For every pound of ground meat start out by mixing in 1 teaspoon salt and 1/2 teaspoon freshly ground black pepper for the basic seasoning. Fish is lean and has a hard time holding a patty shape when cooking on the grill so, when working with salmon or tuna, add 1 egg per pound of meat along with 1/3 cup panko breadcrumbs to help bind it all together. Then add:

  • Finely diced bacon: It adds moisture and smoke to beef burgers. Just freeze the bacon slices in order to chop them into a fine dice. They’ll disappear into the mix when cooked, but you’ll taste the difference. Add about 2 slices.
  • Montreal Steak Seasoning or other steak and burger seasoning: This is a one-stop-shop kind of ingredient as it has some salt, pepper, garlic, onion, paprika and other good tastes all in one little bottle. I use it on all kinds of burgers – meat, fish or fowl. Add 2 teaspoons.
  • A combination of 1 teaspoon each onion powder, garlic powder, paprika: You can make your own little seasoning mix. The benefit is that if you like more onion or garlic you can feel free to add it.
  • Worcestershire or A-1 Sauce: It’s great on a steak and even better in a burger. Add 1 or 2 tablespoons to any kind of burger.
  • Egg: You can add an egg to every pound of beef, chicken or turkey. It will make the patties richer and help them to hold together better (just like it does in a meat loaf). Add 1 egg per pound. (You have added it to salmon or tuna as a basic ingredient).
  • Onions: Finely diced onions are delicious cooked up on the inside of the burger as well. Just be sure to make them very small so that they have a chance to tenderize and cook inside the patty. Big chunks will remain uncooked … not so fun. Add about 1/2 cup very finely diced or grated to any type of burger.
  • Garlic, Ginger, Green onions: I love this mixed in with tuna and salmon burgers but it’s also a great add to chicken or turkey if you’re going in an Asian direction. Add 1 clove garlic, 1 teaspoon grated ginger and 1/4 cup diced green onion to the burger of your choice.
  • Soy Sauce: It’s Asian salt, really. It adds a salty note, but also some caramel and umani. Add up to 1 tablespoon.
  • Grated Cheese: Add a cup of your favorite grated cheese to the mix. Cheese on the inside of a burger. Why not?
  • Fresh Herbs: I’m partial to a teaspoon or so of fresh herbs added to the mix. Try rosemary with lamb burgers, cilantro with tuna or chicken burgers, oregano with beef and thyme with chicken or turkey burgers. Add 2 teaspoons finely chopped.
  • Pico de Gallo or Salsa: This tomato, onion, citrus blend is great in all burgers but it’s a little wet so you may want to add a few tablespoons of panko bread crumbs to soak up some of the juice. Add about 1/3 cup salsa.

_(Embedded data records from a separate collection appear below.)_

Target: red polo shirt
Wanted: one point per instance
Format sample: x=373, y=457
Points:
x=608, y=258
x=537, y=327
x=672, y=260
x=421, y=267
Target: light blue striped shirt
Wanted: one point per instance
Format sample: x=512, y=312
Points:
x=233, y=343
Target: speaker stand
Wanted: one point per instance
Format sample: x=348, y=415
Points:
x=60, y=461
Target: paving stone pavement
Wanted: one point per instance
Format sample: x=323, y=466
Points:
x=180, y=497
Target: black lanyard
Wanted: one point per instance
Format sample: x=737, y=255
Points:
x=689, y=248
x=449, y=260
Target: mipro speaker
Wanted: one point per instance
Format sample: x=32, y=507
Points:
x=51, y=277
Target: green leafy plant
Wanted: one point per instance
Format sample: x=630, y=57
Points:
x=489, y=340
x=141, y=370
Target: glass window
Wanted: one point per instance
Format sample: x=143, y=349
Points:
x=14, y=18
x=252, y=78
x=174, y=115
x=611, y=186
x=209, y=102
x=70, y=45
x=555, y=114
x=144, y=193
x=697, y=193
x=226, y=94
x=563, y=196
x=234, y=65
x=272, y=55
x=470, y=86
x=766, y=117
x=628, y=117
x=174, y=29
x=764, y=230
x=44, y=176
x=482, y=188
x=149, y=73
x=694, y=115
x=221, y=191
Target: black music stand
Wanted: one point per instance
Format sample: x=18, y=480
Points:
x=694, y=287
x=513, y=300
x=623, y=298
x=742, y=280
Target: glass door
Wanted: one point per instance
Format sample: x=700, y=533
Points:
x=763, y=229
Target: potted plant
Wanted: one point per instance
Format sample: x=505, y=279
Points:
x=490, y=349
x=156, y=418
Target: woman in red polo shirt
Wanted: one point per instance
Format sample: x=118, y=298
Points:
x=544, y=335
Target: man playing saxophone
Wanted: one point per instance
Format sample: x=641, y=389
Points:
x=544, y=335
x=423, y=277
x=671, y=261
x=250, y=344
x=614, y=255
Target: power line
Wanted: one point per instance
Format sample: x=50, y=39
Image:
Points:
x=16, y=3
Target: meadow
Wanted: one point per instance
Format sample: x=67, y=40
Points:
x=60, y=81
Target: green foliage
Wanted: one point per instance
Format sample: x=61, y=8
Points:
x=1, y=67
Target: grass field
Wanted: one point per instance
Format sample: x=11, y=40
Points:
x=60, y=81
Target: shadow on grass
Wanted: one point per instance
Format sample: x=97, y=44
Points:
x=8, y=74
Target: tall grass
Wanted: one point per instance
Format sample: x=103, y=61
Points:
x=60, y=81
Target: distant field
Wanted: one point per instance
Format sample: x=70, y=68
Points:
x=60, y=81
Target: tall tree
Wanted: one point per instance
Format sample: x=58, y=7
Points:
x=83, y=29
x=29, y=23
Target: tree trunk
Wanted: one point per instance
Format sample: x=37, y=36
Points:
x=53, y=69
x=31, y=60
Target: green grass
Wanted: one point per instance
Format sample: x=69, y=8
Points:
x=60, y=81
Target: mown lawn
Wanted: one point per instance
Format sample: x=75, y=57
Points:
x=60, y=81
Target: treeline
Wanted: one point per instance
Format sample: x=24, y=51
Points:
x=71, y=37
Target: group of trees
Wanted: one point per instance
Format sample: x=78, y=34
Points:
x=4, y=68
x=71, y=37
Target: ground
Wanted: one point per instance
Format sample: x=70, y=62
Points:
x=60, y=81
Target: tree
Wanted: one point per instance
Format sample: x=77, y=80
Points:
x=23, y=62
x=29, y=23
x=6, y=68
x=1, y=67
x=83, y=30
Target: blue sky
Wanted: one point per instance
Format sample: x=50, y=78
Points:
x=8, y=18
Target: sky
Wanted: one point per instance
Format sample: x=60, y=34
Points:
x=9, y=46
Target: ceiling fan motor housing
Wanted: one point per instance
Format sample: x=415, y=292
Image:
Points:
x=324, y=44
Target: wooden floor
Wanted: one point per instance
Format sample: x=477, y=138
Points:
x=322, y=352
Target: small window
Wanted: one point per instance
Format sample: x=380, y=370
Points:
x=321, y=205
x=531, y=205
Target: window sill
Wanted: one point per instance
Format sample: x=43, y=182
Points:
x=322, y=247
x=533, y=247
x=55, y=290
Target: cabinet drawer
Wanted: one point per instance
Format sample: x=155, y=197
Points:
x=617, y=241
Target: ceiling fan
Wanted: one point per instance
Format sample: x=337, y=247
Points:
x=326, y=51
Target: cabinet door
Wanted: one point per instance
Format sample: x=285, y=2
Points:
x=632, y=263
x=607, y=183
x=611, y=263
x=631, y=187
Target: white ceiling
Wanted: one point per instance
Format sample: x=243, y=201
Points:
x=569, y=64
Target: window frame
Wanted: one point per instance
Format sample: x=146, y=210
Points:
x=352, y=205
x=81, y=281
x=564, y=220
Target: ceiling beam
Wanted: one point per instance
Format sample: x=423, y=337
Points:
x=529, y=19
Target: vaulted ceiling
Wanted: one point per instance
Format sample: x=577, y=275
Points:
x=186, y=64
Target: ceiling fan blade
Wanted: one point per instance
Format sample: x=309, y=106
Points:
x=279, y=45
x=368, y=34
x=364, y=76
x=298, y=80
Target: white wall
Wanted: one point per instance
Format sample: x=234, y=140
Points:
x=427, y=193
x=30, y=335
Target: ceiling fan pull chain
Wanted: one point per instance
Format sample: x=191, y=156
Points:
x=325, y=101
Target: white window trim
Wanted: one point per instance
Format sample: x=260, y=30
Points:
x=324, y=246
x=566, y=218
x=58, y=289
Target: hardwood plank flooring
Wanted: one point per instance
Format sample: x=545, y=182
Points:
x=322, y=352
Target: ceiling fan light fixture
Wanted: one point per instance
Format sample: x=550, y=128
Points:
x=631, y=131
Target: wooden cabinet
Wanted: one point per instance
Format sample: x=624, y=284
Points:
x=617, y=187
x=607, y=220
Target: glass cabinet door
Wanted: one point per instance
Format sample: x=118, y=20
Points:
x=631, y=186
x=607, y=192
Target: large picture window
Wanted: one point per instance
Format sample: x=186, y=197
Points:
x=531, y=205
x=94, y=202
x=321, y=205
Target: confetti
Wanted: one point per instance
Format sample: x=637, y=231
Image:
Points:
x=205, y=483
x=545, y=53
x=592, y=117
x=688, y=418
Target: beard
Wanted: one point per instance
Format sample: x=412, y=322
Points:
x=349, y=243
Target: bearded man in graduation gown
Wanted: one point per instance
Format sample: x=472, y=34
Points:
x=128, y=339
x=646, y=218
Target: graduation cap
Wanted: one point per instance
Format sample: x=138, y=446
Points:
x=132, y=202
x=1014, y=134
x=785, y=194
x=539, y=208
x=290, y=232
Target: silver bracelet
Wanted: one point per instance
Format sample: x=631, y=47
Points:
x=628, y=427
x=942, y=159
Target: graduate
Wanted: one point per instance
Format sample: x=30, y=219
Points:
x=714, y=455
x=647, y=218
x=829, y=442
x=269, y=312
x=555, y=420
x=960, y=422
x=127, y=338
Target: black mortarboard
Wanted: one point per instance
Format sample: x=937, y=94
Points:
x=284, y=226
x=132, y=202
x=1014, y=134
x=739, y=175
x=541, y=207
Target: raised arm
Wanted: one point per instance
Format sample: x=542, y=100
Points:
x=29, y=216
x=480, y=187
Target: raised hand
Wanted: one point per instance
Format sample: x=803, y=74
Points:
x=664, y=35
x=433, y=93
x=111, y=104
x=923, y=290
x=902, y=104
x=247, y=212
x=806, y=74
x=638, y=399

  • Hot Sauce: Like it spicy? Add a tablespoon (more or less depending on your taste) of your favorite hot sauce to any burger blend.
  • Barbecue Sauce: I like to add it inside the burger and then again to the outside. Add 1/3 cup and mix it in.
  • Marinara Sauce: Add 1/3 cup of your favorite jarred sauce for a zippy tomato flavor inside the patty.
  • Mushrooms: Finely chop some cremini or wild mushrooms along with a little garlic if you love shrooms.
  • Red and Green Bell Peppers: I like to add these very finely diced to tuna, salmon, chicken and turkey burgers. They add color and zip to an otherwise beigey burger.
  • Dark Asian Sesame Oil: Yes, definitely add a teaspoon or so to Asian inspired tuna, salmon, chicken or turkey burgers. The oil adds huge sesame flavor. You can also add some sesame seeds (about 1 tablespoon) for added interest.
  • Hoisin Sauce: Hoisin is Asian barbecue sauce. Try adding a tablespoon to Asian-inspired burgers of all kinds.
  • Mayonnaise: Mayo adds much needed fat to the less fatty, fish and fowl based burgers. Try adding 2 or 3 tablespoons along with 2 tablespoons panko bread crumbs to soak up some of the wet.
  • Olives: Green or black, the briny taste is a great foil for the fatty, juicy meat. Add 3 tablespoons, chopped, to any burger.
  • Citrus: The juice of lemon, orange and lime is a great add-in to fish and fowl burgers. Add 1 tablespoon. You can also zest the skin and add that to the mix. Lemon zest is fab in seafood burgers. Add up to 1 teaspoon.
  • Fish Sauce: I know it’s stinky, but the flavor boost it adds is amazing. Salty and umani-rich, add enough so that it boosts flavor but not so much that you get that fishy taste. Add 2 teaspoons to any burger.